ABSTRACT

I will examine the evidence that prophylactic lithium is effective in unipolar depression. Presented elsewhere in this volume is the discussion of the use of lithium for the treatment of acute depression. My view is that there are a small number of controlled studies showing that lithium may have some efficacy in acute depression and has clear efficacy as augmentation for acute depression. I review here the large body of information on maintenance lithium for prophylaxis in unipolar depression, based on both double-blind, random-assignment studies and case-controlled studies, generally carried out in the 1950s, 1960s and 1970s. Although antidepressants are now considered the standard treatment for preventing the recurrence of depression and are recommended by various guidelines, there may still be a role for lithium in selected cases. Depressed patients currently would have received antidepressants for their acute episode, so continued treatment with a drug that is effective for the acute episode would be the first choice for maintenance treatment.

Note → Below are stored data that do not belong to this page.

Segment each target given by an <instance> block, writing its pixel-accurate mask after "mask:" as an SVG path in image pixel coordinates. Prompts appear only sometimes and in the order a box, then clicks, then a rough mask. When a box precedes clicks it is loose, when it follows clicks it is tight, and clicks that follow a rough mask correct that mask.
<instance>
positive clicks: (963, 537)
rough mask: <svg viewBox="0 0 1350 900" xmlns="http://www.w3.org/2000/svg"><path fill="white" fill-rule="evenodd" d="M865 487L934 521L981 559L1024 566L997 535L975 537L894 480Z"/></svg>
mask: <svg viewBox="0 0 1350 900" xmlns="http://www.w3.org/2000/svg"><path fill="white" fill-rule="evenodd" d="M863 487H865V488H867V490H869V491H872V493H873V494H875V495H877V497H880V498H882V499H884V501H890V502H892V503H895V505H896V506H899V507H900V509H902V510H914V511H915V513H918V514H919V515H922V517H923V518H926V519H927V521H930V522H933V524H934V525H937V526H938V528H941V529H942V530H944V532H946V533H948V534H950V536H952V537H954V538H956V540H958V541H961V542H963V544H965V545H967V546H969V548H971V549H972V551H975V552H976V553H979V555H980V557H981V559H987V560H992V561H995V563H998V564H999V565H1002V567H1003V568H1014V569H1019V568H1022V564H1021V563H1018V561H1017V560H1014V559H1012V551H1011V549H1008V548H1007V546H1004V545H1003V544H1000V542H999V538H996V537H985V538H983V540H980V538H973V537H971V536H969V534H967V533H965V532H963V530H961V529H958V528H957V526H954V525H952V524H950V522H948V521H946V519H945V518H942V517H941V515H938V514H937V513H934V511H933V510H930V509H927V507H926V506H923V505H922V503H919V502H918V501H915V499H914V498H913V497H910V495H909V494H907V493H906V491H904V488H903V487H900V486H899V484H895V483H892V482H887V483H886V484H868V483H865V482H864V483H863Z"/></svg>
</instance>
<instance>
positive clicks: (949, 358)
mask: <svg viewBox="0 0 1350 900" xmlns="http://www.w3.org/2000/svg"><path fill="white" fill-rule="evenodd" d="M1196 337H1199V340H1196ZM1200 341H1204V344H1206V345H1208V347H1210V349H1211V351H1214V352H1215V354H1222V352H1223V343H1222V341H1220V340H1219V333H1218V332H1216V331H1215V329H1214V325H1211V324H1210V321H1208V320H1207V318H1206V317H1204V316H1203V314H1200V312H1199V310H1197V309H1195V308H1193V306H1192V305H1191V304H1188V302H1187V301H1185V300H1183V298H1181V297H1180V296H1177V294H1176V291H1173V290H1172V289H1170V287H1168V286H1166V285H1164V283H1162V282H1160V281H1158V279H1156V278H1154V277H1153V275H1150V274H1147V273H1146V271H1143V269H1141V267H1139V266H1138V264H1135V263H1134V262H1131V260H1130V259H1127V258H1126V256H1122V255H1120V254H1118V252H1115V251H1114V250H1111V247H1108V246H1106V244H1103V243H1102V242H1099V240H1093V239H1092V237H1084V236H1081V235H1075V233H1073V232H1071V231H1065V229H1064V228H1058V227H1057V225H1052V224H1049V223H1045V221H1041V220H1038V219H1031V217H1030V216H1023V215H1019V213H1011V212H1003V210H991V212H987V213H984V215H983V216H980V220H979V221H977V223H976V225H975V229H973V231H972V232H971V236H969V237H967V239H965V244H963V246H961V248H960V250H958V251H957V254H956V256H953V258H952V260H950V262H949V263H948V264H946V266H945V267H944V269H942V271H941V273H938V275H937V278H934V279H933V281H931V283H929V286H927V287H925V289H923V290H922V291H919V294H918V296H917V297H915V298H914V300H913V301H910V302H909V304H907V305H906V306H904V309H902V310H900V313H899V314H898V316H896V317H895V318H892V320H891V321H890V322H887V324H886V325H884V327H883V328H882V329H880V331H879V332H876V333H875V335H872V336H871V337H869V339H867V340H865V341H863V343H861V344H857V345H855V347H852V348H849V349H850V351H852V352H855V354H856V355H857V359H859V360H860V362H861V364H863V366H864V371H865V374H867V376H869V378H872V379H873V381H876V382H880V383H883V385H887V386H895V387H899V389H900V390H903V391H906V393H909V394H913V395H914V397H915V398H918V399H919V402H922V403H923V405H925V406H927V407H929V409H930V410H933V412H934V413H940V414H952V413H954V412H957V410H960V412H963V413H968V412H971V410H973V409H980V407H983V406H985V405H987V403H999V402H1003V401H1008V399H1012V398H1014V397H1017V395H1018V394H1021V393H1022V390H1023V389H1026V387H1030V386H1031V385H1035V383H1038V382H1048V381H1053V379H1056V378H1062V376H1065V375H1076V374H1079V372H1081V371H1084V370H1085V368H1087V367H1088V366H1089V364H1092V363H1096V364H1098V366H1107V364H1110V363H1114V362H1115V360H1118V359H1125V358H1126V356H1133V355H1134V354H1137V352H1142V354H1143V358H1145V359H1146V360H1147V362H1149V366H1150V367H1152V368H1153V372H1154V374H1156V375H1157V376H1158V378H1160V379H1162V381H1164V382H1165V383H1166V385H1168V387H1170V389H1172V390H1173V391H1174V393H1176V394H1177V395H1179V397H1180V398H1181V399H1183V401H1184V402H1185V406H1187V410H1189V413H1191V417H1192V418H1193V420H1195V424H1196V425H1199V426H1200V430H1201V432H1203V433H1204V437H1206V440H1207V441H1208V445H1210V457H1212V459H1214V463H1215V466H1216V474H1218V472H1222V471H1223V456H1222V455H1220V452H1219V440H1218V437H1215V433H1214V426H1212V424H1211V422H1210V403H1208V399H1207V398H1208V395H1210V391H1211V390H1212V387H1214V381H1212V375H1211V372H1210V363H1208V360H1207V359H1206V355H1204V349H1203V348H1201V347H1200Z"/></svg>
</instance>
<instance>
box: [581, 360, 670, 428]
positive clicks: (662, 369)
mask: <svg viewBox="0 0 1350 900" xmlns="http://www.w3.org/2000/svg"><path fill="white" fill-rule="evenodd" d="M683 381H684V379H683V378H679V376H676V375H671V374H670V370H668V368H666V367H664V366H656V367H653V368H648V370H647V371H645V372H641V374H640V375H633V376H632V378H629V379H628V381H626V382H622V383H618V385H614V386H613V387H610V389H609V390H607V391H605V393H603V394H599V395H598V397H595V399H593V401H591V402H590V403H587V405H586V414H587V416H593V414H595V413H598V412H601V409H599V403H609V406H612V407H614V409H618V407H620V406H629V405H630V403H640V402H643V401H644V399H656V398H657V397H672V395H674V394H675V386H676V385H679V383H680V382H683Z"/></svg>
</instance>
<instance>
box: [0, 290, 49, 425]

There are more data on the preventive

properties of lithium for unipolar depression than there are for the prophylactic properties of many of the anticonvulsants used for bipolar illness. I have identified the controlled studies of maintenance lithium for unipolar depression and present in this chapter a new meta-analysis of the efficacy of lithium for unipolar depression. I compare the prophylactic efficacy of lithium in unipolar disease to that of lithium in bipolar disease, as an active comparator. The efficacy of lithium for this purpose has been questioned by many authors (for example in references 1 and 2, the possibility that withdrawal of lithium induces abrupt relapse). We move beyond rhetoric to examine what the data show about the efficacy of lithium from approximately 400 unipolar patients and 2000 bipolar patients, for comparison, in controlled clinical trials, with an emphasis on methodological rigor.